Where They Came From

The pilots and crews of the B-24s came from every state and territory in America. They were young, fit, eager. They were sons of workers, doctors, lawyers, farmers, businessmen, educators. A few were married, most were not. Some had an excellent education, including college, where they majored in history, literature, physics, engineering, chemistry, and more. Others were barely, if at all, out of high school.

They were all volunteers. The U.S. Army Air Corps -- after 1942 the Army Air Forces -- did not force anyone to fly. They made the choice. Most of them were between the ages of two and ten in 1927, when Charles Lindbergh flew the Spirit of St. Louis from Long Island to Paris. For many boys, this was the first outside-the-family event to influence them. It fired their imagination. Like Lindbergh, they too wanted to fly.

In their teenage years, they drove Model T Fords, or perhaps Model A's -- if they drove at all. Many of them were farm boys. They plowed behind mules or horses. They relieved themselves in outdoor privies. They walked to school, one, two, or sometimes more miles. Most of them, including the city kids, were poor. If they were lucky enough to have jobs they earned a dollar a day, sometimes less. If they were younger sons, they wore hand-me-down clothes. In the summertime, many of them went barefoot. They seldom traveled. Many had never been out of their home counties. Even most of the more fortunate had never been out of their home states or regions. Of those who were best off, only a handful had ever been out of the country. Almost none of them had ever been up in an airplane. A surprising number had never even seen a plane. But they all wanted to fly.

There were inducements beyond the adventure of the thing. Glamour. Extra pay. The right to wear wings. Quick promotions. You got to pick your service -- no sleeping in a Navy bunk in a heaving ship or in a foxhole with someone shooting at you. They knew they would have to serve, indeed most of them wanted to serve. Their patriotism was beyond question. They wanted to be a part of smashing Hitler, Tojo, Mussolini, and their thugs. But they wanted to choose how they did it. Overwhelmingly they wanted to fly.

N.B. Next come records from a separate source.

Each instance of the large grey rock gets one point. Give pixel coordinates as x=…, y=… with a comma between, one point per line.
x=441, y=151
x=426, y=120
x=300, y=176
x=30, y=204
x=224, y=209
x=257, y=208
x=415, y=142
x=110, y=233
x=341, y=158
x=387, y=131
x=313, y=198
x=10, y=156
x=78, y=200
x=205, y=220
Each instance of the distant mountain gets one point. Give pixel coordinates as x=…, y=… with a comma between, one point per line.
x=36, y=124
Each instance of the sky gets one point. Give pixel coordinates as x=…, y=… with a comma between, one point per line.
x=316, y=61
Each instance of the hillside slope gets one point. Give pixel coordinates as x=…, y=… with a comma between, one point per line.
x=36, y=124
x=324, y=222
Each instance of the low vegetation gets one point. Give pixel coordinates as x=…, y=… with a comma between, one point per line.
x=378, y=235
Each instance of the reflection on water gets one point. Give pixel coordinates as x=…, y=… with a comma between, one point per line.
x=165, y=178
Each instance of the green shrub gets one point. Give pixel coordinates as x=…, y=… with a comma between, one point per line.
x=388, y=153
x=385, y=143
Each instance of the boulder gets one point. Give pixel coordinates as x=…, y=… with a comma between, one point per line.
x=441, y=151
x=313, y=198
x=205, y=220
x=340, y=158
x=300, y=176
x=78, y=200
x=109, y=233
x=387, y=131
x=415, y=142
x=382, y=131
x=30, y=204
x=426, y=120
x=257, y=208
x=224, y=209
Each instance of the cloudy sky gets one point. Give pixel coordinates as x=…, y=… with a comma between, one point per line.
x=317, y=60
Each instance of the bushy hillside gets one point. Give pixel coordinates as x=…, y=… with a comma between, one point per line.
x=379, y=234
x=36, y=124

They wanted to get off the ground, be like a bird, see the country from up high, travel faster than anyone could do while attached to the earth. More than electric lights, more than steam engines, more than telephones, more than automobiles, more even than the printing press, the airplane separated past from future. It had freed mankind from the earth and opened the skies.

They were astonishingly young. Many joined the Army Air Forces as teens. Some never got to be twenty years old before the war ended. Anyone over twenty-five was considered to be, and was called, an 'old man.' In the twenty-first century, adults would hardly give such youngsters the key to the family car, but in the first half of the 1940s the adults sent them out to play a critical role in saving the world.

Most wanted to be fighter pilots, but only a relatively few attained that goal. Many became pilots or co-pilots on two-or four-engine bombers. The majority became crew members, serving as gunners or radiomen or bombardiers or flight engineers or navigators. Never mind. They wanted to fly and they did.

* * *

This is mainly the story of one airplane and the men who flew it.